Ian Gregson was born in Manchester in 1953. He read English at Oxford and completed a PhD on the poetry of H.D. at the University of Hull. In 1981, he received a Gregory Award for his poetry, which has appeared in The Times Literary Supplement, Poetry Review, and The London Review of Books, among others. His poetry was also featured in the seminal British anthology A Rumoured City: New Poets From Hull, edited by Douglas Dunn. He has also reviewed poetry for a wide range of journals and is the author of two critical books: Contemporary Poetry and Postmodernism: Dialogue and Estrangement (1996) and The Male Image: Representations of Masculinity in Postwar Poetry (1999), both published by Macmillan/St Martin's Press. He lectures in English at the University of Wales in Bangor.
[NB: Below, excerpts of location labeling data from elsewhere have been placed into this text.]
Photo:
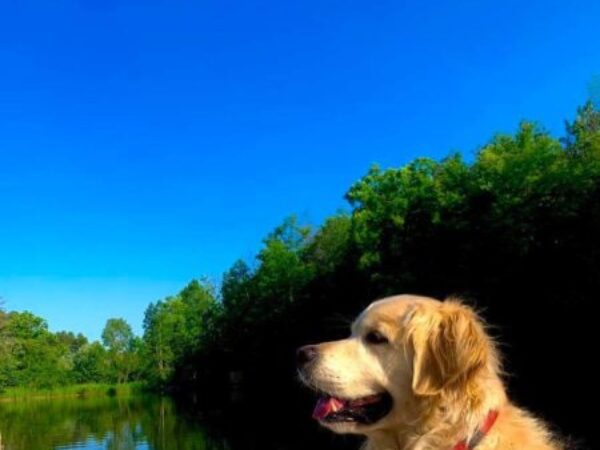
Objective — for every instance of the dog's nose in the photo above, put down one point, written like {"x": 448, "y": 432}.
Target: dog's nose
{"x": 306, "y": 354}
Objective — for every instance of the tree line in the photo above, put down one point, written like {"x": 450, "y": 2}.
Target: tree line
{"x": 33, "y": 357}
{"x": 513, "y": 229}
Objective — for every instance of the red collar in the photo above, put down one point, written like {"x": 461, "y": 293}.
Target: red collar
{"x": 470, "y": 444}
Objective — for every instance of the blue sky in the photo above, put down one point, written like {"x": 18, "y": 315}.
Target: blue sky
{"x": 144, "y": 143}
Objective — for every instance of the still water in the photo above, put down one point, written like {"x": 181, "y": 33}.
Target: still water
{"x": 160, "y": 423}
{"x": 141, "y": 423}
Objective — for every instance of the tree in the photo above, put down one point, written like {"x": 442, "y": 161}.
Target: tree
{"x": 118, "y": 338}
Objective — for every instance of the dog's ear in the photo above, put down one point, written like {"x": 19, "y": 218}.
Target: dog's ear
{"x": 450, "y": 346}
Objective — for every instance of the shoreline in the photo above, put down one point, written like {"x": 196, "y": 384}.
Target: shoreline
{"x": 75, "y": 390}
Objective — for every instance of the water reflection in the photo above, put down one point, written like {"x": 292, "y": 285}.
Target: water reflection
{"x": 146, "y": 423}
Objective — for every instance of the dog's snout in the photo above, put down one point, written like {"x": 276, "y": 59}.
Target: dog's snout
{"x": 306, "y": 354}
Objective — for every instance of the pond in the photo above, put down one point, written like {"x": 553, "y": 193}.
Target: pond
{"x": 146, "y": 423}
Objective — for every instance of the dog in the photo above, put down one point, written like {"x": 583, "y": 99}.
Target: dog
{"x": 418, "y": 374}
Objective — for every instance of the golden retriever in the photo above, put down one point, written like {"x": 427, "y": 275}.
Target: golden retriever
{"x": 418, "y": 374}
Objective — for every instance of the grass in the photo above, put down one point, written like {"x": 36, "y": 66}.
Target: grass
{"x": 76, "y": 390}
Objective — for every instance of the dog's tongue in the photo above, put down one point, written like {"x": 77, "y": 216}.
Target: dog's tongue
{"x": 326, "y": 406}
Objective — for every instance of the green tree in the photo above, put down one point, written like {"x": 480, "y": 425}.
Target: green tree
{"x": 119, "y": 339}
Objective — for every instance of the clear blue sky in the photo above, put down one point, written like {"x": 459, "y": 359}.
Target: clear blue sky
{"x": 144, "y": 143}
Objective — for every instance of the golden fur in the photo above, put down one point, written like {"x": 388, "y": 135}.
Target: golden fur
{"x": 441, "y": 369}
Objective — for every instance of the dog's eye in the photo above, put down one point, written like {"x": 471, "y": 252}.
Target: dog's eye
{"x": 375, "y": 338}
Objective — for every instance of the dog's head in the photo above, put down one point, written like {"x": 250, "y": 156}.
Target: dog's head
{"x": 403, "y": 352}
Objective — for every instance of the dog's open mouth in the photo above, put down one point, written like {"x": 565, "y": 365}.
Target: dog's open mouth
{"x": 364, "y": 410}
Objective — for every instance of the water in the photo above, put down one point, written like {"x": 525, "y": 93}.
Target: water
{"x": 142, "y": 423}
{"x": 161, "y": 423}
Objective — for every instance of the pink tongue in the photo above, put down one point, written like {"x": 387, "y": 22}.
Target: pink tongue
{"x": 326, "y": 406}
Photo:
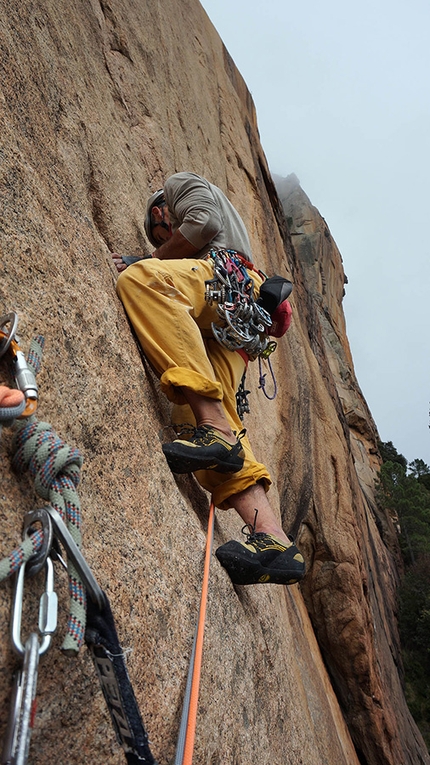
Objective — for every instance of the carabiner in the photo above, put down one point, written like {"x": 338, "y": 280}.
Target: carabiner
{"x": 62, "y": 533}
{"x": 24, "y": 377}
{"x": 47, "y": 610}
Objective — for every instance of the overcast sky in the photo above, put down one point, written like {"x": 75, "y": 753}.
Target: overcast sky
{"x": 342, "y": 98}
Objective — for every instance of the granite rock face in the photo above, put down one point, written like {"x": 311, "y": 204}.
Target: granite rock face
{"x": 99, "y": 103}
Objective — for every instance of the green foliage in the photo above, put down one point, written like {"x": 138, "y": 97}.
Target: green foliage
{"x": 404, "y": 490}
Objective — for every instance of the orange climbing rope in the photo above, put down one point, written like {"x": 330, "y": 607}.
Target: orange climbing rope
{"x": 198, "y": 649}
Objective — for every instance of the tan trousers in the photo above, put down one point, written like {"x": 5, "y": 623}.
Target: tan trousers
{"x": 165, "y": 303}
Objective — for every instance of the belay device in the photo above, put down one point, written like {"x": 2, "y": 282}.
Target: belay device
{"x": 247, "y": 322}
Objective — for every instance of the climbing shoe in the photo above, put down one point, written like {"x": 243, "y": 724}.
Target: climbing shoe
{"x": 206, "y": 449}
{"x": 261, "y": 559}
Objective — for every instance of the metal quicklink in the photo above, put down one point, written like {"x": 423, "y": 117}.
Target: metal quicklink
{"x": 18, "y": 732}
{"x": 24, "y": 378}
{"x": 74, "y": 554}
{"x": 245, "y": 322}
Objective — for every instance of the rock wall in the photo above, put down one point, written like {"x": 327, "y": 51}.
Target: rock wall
{"x": 99, "y": 103}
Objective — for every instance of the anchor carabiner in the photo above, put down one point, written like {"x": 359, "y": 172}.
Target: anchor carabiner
{"x": 47, "y": 610}
{"x": 7, "y": 337}
{"x": 37, "y": 560}
{"x": 24, "y": 378}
The Sick Room    Click to hear in real audio


A man reading The Daily Herald,
a woman and her pram, struggling with a bag,
a girl skipping and talking to her doll,
two workmen running in overalls—
my father jerked his hand up pushing them away as they passed through the curtains
and door over his bed. I was five. My mother wouldn't let me see how hard the
room was taking it. It wasted away, worn to nothing by pedestrians filing through.
Colour was draining from the roses on the wall.
The ceiling thinned, letting in the sky.
Tarmac was emerging through the floor.
My father whitened, turning into his sheets.
One morning there were street noises behind the door.
The city repossessed the room, swept the curtains back. Distances entered. Last
time I went there, the room had been worn to a pavement by the feet.